Rhodes-Kearns is employed at the Hudson County School of Technology. She resides in Hoboken with her husband Kevin and they are the parents of two children, Kelly and Rory. Both children attend schools in the Hoboken School System.
“Providing an education that services the entire community and also keeps pace with the technological and academic demands of an ever-changing world,” said Rhodes-Kearns. “Science and technology must become a focus of our attention for those whose aptitude indicates they will excel in such a program. We need to move forward with intense programs aimed at reaching those students who will benefit from strong performing arts programs and those who will find themselves drawn to a more vocational education type of curriculum.”
Jack Raslowsky II (incumbent)
Jack Raslowsky served as the principal of St. Peter’s Preparatory School for 11 years. He was then appointed the provincial assistant for Education and Lay Formation of the New York Province Society of Jesus, the Jesuits.
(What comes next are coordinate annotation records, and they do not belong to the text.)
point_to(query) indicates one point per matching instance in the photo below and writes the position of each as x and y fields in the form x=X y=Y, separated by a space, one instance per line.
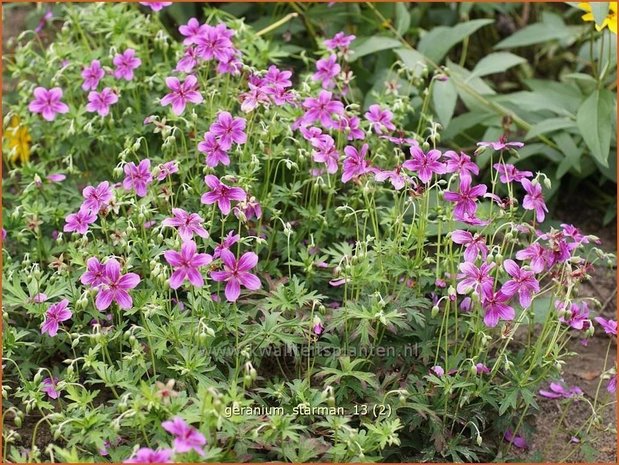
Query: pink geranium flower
x=186 y=264
x=156 y=6
x=228 y=130
x=537 y=255
x=167 y=169
x=47 y=103
x=509 y=173
x=522 y=282
x=230 y=239
x=187 y=224
x=182 y=93
x=115 y=286
x=214 y=42
x=339 y=40
x=533 y=200
x=397 y=177
x=466 y=198
x=146 y=455
x=326 y=152
x=355 y=163
x=186 y=438
x=496 y=308
x=236 y=273
x=191 y=31
x=188 y=61
x=55 y=314
x=126 y=63
x=138 y=177
x=96 y=198
x=612 y=385
x=610 y=326
x=49 y=387
x=94 y=275
x=460 y=163
x=92 y=75
x=474 y=245
x=481 y=369
x=477 y=280
x=351 y=125
x=380 y=119
x=577 y=317
x=326 y=70
x=425 y=164
x=101 y=101
x=322 y=108
x=221 y=194
x=79 y=222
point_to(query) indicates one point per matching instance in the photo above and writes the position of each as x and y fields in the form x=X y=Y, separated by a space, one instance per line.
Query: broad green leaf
x=444 y=98
x=550 y=125
x=534 y=34
x=469 y=88
x=533 y=101
x=369 y=45
x=566 y=95
x=498 y=62
x=412 y=59
x=572 y=154
x=462 y=123
x=594 y=119
x=437 y=42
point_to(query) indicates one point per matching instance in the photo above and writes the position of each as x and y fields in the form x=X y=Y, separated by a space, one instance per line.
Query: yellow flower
x=19 y=140
x=610 y=20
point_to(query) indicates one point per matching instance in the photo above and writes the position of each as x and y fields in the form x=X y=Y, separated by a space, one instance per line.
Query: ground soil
x=584 y=370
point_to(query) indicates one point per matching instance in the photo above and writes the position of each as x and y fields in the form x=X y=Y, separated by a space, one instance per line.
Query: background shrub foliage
x=343 y=265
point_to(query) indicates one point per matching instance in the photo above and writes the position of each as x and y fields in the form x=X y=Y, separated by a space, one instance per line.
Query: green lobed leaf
x=368 y=45
x=436 y=43
x=594 y=119
x=497 y=62
x=444 y=98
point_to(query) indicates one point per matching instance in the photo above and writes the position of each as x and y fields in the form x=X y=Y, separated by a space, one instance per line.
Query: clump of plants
x=210 y=257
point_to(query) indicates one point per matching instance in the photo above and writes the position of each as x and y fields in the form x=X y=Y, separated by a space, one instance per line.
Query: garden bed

In this role, he oversees the work of the seven Jesuit high schools and five middle schools in New York and New Jersey and sits on the Board of Trustees of each institution.
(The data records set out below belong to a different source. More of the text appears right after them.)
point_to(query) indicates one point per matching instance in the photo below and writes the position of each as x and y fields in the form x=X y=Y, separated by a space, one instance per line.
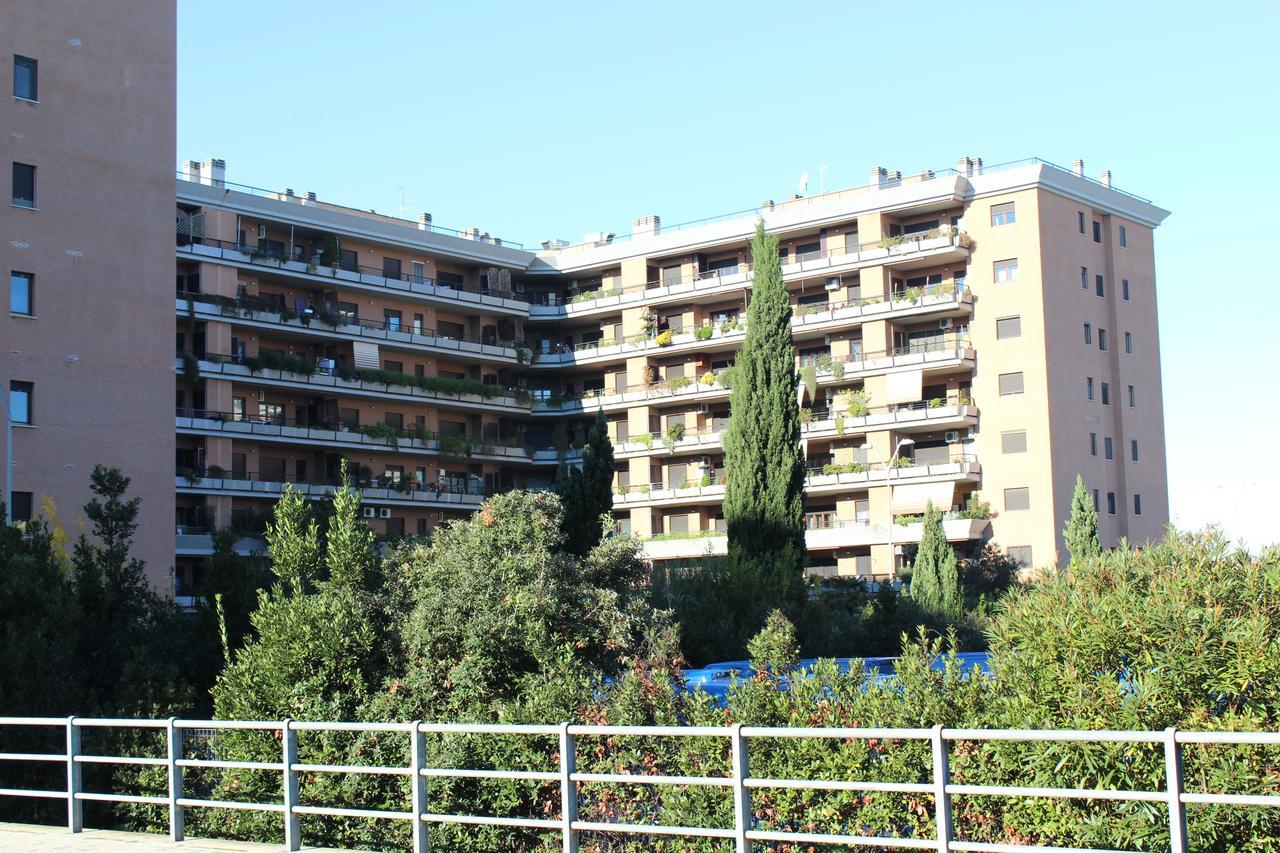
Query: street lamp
x=888 y=471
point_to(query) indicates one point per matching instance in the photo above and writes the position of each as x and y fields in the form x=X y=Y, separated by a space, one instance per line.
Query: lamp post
x=888 y=482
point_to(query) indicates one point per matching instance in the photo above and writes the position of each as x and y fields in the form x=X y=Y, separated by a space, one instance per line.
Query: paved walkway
x=23 y=838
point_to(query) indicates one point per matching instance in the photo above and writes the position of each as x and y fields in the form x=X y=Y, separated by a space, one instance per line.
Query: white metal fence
x=567 y=778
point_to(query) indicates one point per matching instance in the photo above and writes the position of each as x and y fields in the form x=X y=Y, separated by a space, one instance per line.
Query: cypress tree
x=1082 y=528
x=764 y=491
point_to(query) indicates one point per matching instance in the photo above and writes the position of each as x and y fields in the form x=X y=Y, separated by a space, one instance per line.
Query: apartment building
x=973 y=337
x=86 y=251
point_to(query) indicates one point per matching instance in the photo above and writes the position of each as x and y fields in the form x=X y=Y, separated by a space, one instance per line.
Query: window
x=19 y=505
x=1010 y=383
x=1014 y=441
x=1018 y=500
x=23 y=185
x=21 y=293
x=24 y=78
x=21 y=402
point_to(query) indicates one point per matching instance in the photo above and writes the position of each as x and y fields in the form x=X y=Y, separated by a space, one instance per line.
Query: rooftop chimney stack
x=647 y=226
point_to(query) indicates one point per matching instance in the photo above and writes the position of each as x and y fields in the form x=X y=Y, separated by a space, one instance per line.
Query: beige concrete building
x=973 y=337
x=88 y=131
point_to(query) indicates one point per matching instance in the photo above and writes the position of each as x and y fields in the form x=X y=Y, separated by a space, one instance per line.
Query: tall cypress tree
x=1082 y=528
x=764 y=489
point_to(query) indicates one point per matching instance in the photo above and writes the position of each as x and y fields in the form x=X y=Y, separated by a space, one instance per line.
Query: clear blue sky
x=553 y=119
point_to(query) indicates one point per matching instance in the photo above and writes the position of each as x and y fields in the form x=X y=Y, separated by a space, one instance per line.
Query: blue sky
x=553 y=119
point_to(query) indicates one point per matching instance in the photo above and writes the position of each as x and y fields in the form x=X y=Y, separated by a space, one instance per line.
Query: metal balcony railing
x=932 y=781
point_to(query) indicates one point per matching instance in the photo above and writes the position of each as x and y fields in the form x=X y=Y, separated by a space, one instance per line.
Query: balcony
x=204 y=249
x=332 y=325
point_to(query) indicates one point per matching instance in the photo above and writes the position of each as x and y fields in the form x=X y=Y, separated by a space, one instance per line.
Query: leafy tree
x=1082 y=528
x=936 y=576
x=764 y=488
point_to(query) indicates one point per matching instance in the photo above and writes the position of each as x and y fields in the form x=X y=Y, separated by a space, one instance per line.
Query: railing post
x=568 y=789
x=941 y=799
x=74 y=780
x=289 y=753
x=1174 y=792
x=177 y=819
x=741 y=793
x=417 y=784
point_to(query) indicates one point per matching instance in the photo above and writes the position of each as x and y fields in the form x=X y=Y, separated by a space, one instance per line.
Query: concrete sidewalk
x=24 y=838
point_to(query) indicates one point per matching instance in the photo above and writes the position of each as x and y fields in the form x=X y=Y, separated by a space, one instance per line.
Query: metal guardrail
x=566 y=776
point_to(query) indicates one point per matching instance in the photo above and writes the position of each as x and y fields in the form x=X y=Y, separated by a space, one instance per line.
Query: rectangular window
x=1014 y=441
x=1002 y=214
x=19 y=505
x=1010 y=383
x=23 y=185
x=1018 y=500
x=21 y=286
x=26 y=78
x=21 y=402
x=1009 y=327
x=1020 y=555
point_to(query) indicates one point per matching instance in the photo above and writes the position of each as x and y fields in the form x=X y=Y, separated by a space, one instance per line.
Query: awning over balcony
x=909 y=500
x=904 y=387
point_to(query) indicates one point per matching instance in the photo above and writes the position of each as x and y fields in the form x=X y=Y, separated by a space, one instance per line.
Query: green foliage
x=1082 y=528
x=764 y=489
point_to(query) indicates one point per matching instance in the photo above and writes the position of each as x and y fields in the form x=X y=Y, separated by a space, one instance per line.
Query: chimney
x=647 y=226
x=213 y=173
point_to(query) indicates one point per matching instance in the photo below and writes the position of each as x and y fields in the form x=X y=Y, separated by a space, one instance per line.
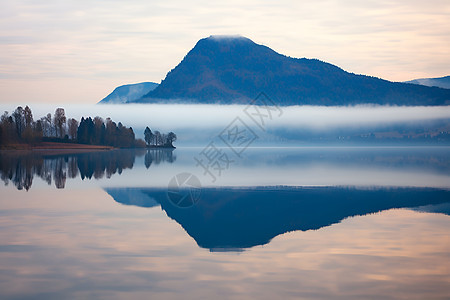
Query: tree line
x=20 y=127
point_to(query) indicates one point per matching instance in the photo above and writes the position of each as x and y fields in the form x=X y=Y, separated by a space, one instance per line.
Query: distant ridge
x=234 y=69
x=442 y=82
x=129 y=92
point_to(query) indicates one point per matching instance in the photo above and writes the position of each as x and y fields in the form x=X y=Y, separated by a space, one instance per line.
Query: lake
x=202 y=223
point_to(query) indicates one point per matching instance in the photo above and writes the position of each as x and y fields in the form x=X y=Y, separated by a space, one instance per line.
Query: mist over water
x=196 y=124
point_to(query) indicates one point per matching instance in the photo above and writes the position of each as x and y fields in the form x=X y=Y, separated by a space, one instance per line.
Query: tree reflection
x=20 y=168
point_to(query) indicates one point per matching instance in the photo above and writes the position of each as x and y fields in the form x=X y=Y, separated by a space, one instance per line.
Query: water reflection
x=21 y=167
x=230 y=219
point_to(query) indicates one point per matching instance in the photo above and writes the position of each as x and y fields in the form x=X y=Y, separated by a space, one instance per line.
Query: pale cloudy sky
x=66 y=51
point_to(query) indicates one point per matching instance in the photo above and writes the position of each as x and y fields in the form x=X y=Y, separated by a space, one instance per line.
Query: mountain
x=129 y=92
x=233 y=69
x=442 y=82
Raslowsky was appointed to the Hoboken Board of Education in January 2002 to fill an unexpired term and was elected to a three-year term in April 2002. He served a term as board president.
He said, “There are three significant challenges facing the board: Good stewardship of resources, i.e., insuring that we get the most out of every dollar we spend; development of existing programs, Pre-IB, IB, drama and music, and expansion of all the arts; and insuring public involvement in the new facilities projects so the projects serve well the entire town.”
Anthony Romano
Anthony Romano is a captain in the Hoboken Police Department, where he oversees the Community Policing Bureau. With the department, he has been active in the DARE program. He has undergraduate degree from St. Peter’s College and a master’s from Jersey City University. For seven years he taught history at Hoboken High School.
Also, for many years he has coached local sports and is currently the president of the Babe Ruth League. Romano is running on a platform to return the district back to a kindergarten through eighth grade system. “I think that changing to K to eight will streamline the system and be more cost effective by reducing the redundancy of services,” Romano said.
Francis Totaro
Francis Totaro is running under the slogan “Independently promoting education and not politics.” From 1983 until 2000, he has been a volunteer football coach on all levels, from grade to high schools. Totaro believes that politics play too large of a role in the school district. “I believe that one of the most crucial issues and biggest challenges facing the district is the political factor that is permeating the Board of Education and school system,” Totaro said. “On the current Board of Education, you have a municipal director, the city clerk, and two trustees who are candidates, one for mayor and one for council at large, in the municipal election in May.”
He added that sometimes “it seems that who you know is more important than what you know, and whose reputation is growing more tarnished by the day. What’s going on these days at the Board of Education is shocking, even by Hoboken’s standards.”